There is indeed some phenotype data for almost all samples in the large databases. But to develop a clinical PM test, you need exact outcomes for a particular condition, not generic health data. For example, for those working on cardiovascular diseases, the large collection of tumor genomes+diagnoses in TCGA (The Cancer Genome Atlas) isn’t too helpful, and vice versa. The numbers rapidly become small as soon as you focus on a specific disease.

What about EHRs? Isn’t that truly Big Data PM, with many patients?

Quite possible in the near/medium future, but at present, seems too early to tell: “Can you really tell how good a new medicine is from Flatiron’s data? Even Nat and Zach admit that the jury is still out.” (https://www.forbes.com/sites/matthewherper/2018/11/14/at-24-two-entrepreneurs-took-on-cancer-at-32-theyre-worth-hundreds-of-millions/#383c9a42d689)

Why are people collecting all these genomes? Isn’t that a waste of time, if there are no phenotypes?

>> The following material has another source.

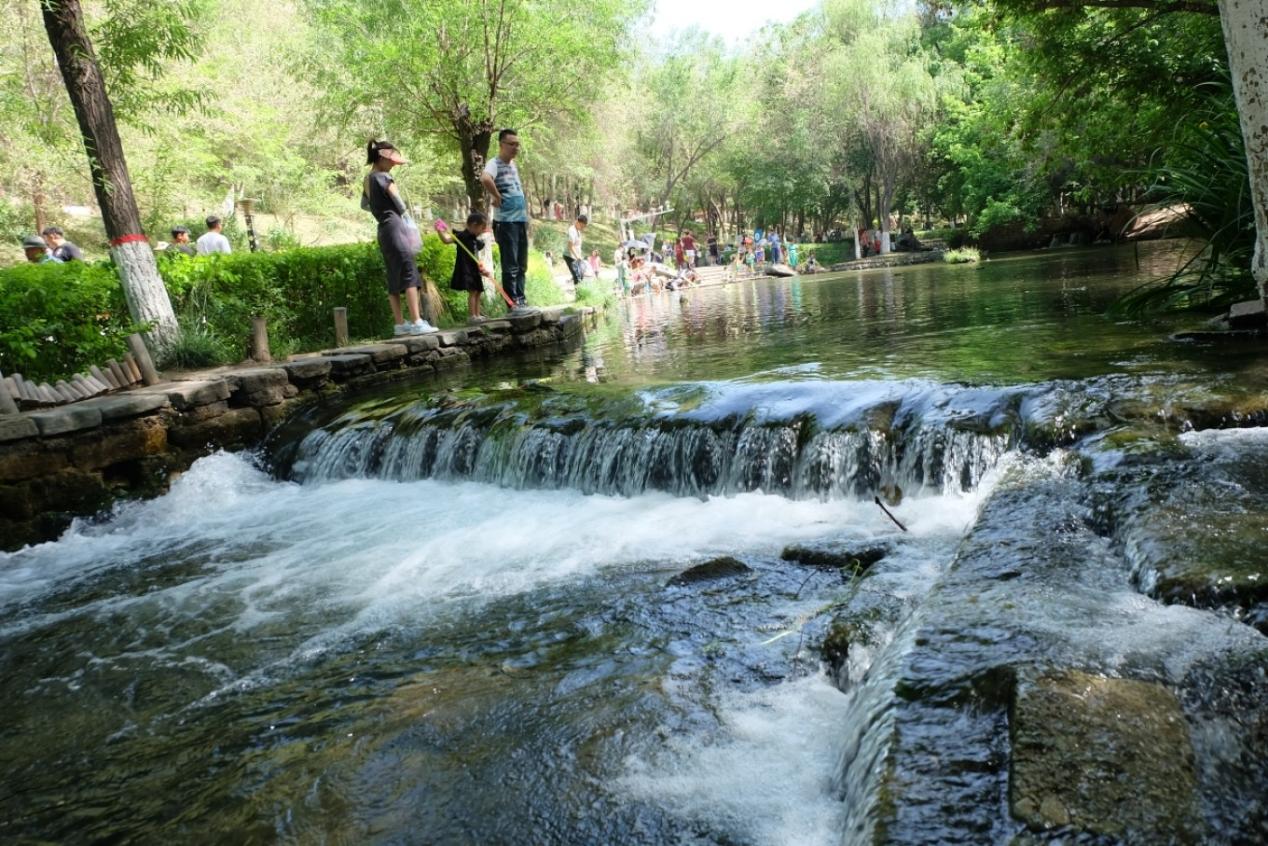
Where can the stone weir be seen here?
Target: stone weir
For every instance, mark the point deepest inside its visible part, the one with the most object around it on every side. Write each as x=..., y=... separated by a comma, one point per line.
x=77, y=459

Certainly not waste of time – crucial for research in biology, drug discovery, genome association studies etc. But most of the genomic Big Data, I am arguing, isn’t directly applicable for genome-driven patient care (i.e., PM) due to lack of usable outcomes.

How about unsupervised learning? It doesn’t need phenotypes

That is very far from clinical applications. Who knows what happens in far future, but for the time being, there is no unsupervised PM.

Bio:


Ljubomir Buturovic

Ljubomir Buturovic, PhD, is Vice President of Informatics at Inflammatix Inc., where his team leverages novel data science, machine learning and artificial intelligence to develop and validate the robust clinical algorithms that power the company’s infectious diseases diagnostics. He previously served as Chief Scientist at Pathwork Diagnostics, Inc., where he led predictive algorithm development for two FDA-cleared genomics tests for cancer. Prior to that, he was Bioinformatics Director at Incyte Corporation. He has served as Adjunct Professor of Computer Science at San Francisco State University since 2005. Dr. Buturovic received his PhD at the School of Electrical Engineering, University of Belgrade, Serbia, and did postdoctoral training at Boston University’s BioMolecular Engineering Research Center.